A figura de Joana Prado em sua vida é ressaltada em diversos momentos, pois foi quem lhe deu filhos e a família que sempre quis, mas, por outro lado, fica a dúvida de qual é o conceito de Belfort para definir uma mulher exemplar. Sem juízo de valor à ex-Feiticeira e a qualquer outra profissão, fica essa pontinha de dúvida sobre o que o atleta pensa deste tipo de trabalho, tendo em vista sua religiosidade e os discursos de modelo ideal de esposa. Aliás, uma religiosidade superior à antiga de Joana Prado, que era cardecista antes de namorar Vitor. Com um aparente orgulho, Belfort conta o momento em que a companheira chora após ir a uma missa, no qual se converte ao catolicismo, enquanto o marido sutilmente se gaba deste feito.
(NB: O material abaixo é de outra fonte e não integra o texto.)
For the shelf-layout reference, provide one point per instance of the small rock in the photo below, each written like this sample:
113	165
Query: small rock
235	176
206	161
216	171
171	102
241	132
Vitor defende a fé, o estudo e o inconformismo necessário para lutar pelos seus objetivos, sempre em busca de uma evolução e de mudanças que julga serem positivas. Mas, seria ele capaz de rever seus conceitos e valores? Em alguns exemplos, o lutador mostra que já o fez, porém, quando o toca na religião, a pré-disposição parece sumir, pelo simples argumento de não gostar ou não querer. Certo dia, o esportista recebeu um livro que defendia que Jesus casou e teve filhos com uma mulher. O atleta não simpatizou com a história que lhe fazia mal e abriu mão do exemplar para não se aborrecer. Ou teria sido para não ter a sua suposta verdade guiadora colocada em cheque? O discurso de mudanças não reforça a prática do lutador, que declina de assuntos que não deseja discutir.
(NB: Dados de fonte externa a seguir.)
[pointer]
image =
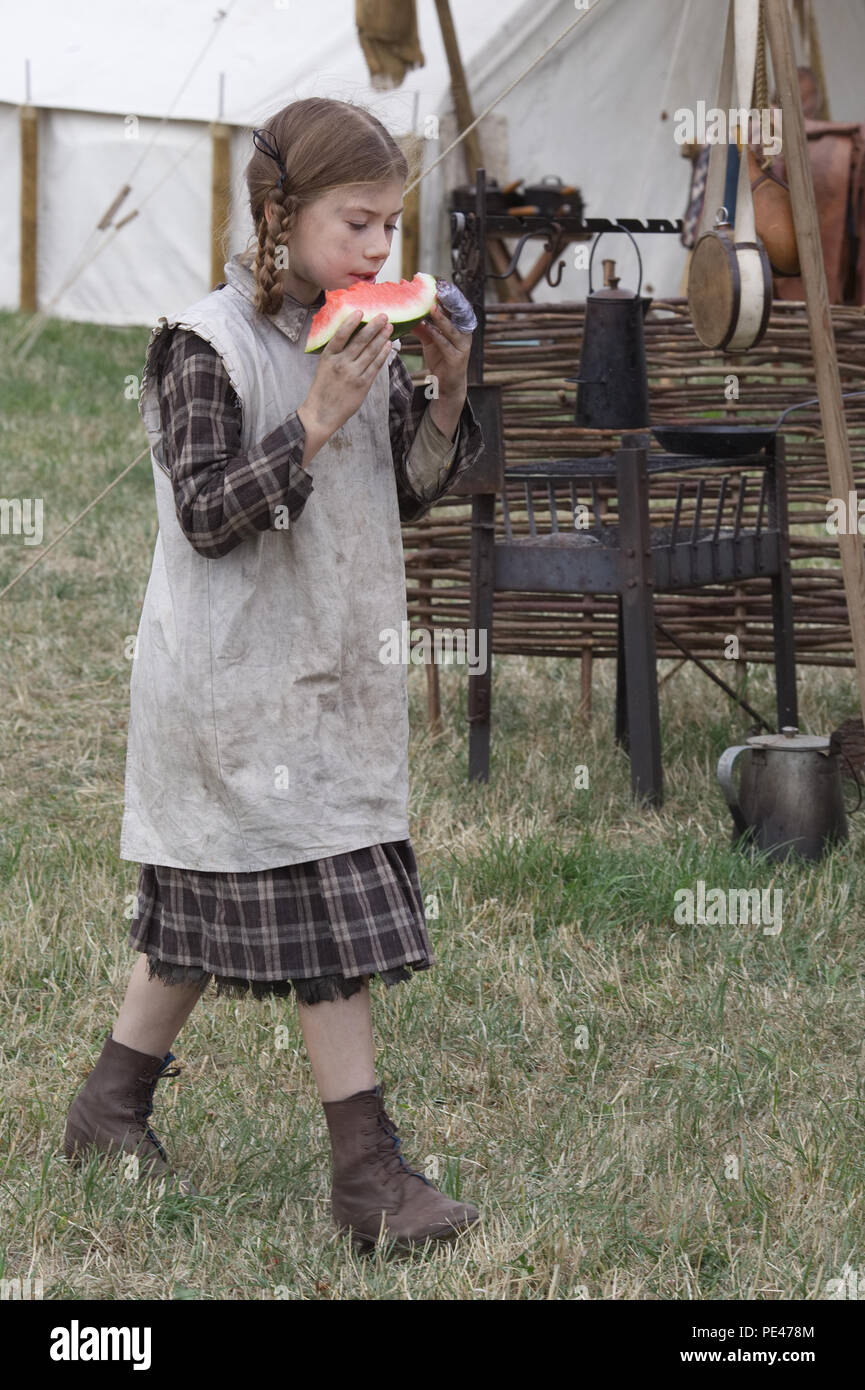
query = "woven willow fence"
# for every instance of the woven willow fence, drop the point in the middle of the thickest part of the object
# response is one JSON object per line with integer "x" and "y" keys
{"x": 529, "y": 350}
Embora a obra seja maçante e cansativa, servindo muito mais como um livro de autoajuda, algumas passagens pouquíssimas, que fique bem claro são capazes de divertir o leitor. Uma delas é referente ao fato de Vitor Belfort e Joana Prado não terem praticado atos sexuais durante o noivado, época em que moraram juntos e durou aproximados seis meses (sim, meio ano sem sexo com um sex symbol da época morando dentro da própria casa). A mudança aos 17 anos para os Estados Unidos, com a ida do técnico Carlson Gracie, da reconhecida família de lutadores, é outra a se destacar, mesmo que pouca atenção seja dada a ela.
Vitor Belfort fala muito e diz pouco, propaga senso comum e mostra ter uma visão de família, fé e valores mais próximos do século passado do que dos tempos atuais. Com sua autobiografia, o lutador pode despertar um sentimento de admiração em quem aceita e não questiona sua obra e as desconexões nela apresentadas, ganhando admiradores. Por outro lado, alguém mais cético fica com inúmeros ruídos nas falas de Vitor e as incongruências encontradas, o que pode lhe tirar apreciadores ou colocá-lo no mesmo patamar de uma pessoa qualquer, com uma mente retrógrada e um discurso vazio. Já sabem o meu lado.